Read the Minister’s letter in full here.

Last week the Government published its Clean Growth Strategy setting out an ambitious target to bring all private rented sector properties up to an EPC rating of C by 2030 “where practical, cost-effective and affordable.”

The Strategy also suggests an imminent changing of the regulations underpinning the minimum energy efficiency standards, with the Government stating they “will consult shortly on steps to make these regulations more effective.”

While we await a more definitive announcement regarding the Minister’s intentions, it seems likely that removing the “no upfront costs” rule from the regulations will form part of her plan to increase the effectiveness of the minimum standards.

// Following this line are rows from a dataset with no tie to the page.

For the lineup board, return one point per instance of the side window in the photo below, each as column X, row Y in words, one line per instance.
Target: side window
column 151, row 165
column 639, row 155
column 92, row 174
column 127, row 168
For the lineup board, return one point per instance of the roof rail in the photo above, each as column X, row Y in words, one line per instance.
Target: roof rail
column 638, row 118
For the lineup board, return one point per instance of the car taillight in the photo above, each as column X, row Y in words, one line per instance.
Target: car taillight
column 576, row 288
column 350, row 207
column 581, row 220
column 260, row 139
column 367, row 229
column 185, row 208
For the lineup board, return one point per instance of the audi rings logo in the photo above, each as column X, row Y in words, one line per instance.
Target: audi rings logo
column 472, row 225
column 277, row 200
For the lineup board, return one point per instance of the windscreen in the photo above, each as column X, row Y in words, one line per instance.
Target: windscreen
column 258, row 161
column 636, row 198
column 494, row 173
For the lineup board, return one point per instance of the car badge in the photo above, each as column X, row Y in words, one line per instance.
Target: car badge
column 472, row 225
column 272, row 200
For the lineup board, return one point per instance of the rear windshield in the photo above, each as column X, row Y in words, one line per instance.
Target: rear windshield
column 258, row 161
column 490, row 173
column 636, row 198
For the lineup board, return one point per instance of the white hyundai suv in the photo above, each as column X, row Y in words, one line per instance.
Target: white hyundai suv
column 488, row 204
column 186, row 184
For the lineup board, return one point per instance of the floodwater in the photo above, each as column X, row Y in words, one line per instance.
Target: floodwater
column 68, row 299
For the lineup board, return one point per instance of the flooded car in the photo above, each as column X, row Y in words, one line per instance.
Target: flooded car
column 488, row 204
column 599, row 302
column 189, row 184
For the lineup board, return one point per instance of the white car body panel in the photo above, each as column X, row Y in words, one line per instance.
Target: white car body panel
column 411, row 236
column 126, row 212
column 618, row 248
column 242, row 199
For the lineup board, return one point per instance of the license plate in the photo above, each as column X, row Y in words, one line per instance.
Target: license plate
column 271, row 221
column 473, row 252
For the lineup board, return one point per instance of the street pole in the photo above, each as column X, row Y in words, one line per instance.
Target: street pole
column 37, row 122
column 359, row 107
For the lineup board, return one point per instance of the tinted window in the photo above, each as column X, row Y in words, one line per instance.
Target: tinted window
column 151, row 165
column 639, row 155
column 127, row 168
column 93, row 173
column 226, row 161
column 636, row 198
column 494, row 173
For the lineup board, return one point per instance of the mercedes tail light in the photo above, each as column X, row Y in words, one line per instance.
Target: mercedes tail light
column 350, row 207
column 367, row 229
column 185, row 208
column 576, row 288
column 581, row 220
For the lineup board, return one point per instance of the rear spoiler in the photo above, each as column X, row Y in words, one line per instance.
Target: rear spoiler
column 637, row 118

For now, landlords with properties rated F&G should make sure they have read the guidance available here, and register any valid exemptions before 1st April 2018. Failure to comply with the regulations could leave you with a fine of up to £5,000.

The Case for Incentives

While energy efficiency in the PRS has improved, with properties in the F&G efficiency bands down from 20.5% in 2008, to 6.3% in 2015-16, the sector has unique challenges to overcome (not least because a third of PRS properties were built pre-1919).

The NLA believes that the toughening-up of these regulations with the accompanying financial burden they place on landlords at a time the Section 24 tax changes start to bite is ill-advised (to put it very mildly!).

Instead, we have called on the Government to reintroduce the Landlord Energy Saving Allowance (LESA) in the Autumn Budget next month to incentivise rather than punish – a policy that even Corbyn’s Labour Party supports.

Until the Government changes its mind on Section 24, the allowance could be used as an outlet for the worst impacts of the changes. It would also allow landlords to directly benefit from improving their properties while at the same time allowing all tenants to benefit from lower energy bills and warmer homes, rather than just those in F&G rated properties.

In his speech to the Conservative Party Conference earlier this month, Communities Secretary Sajid Javid promised that the upcoming Autumn Budget will introduce incentives for landlords who “are doing the right thing.”

We’ll have to wait until 22nd November to see if LESA is included as one of those incentives.

3 thoughts on “Will Landlords have to pay up to £5000 towards energy efficiency improvements next year?

  1. I have a listed grade 2 building with an EPC ( mistakenly taken out) with an FG rating.
    As I have the EPC will I be obliged to carry out the improvements?

  2. Have HMG thought through the implications of the simultaneous effect of the 3% stamp duty hike, section 23, MEES and potentially the rapid rise in interest rates next year on the rental housing market? Many of us will just sell and re-invest elsewhere, not necessarily in UK based enterprises or stocks, and the effect of a massive rapid liquidation of fixed assets to a nation’s economy can be just as disastrous as a rapid inflation, especially if they act simultaneously. Surely someone at the Treasury can stop counting beans long enough to explain this to The Chancellor?

  3. We have a Victorian terraced property for letting which has not managed the E rating. There is no gas central heating which puts us at a disadvantage. We researched the market for the most energy efficient electric heaters which are not recognised as such by the rules. Only storage heaters which with modern technology are not necessarily the most efficient heating to have.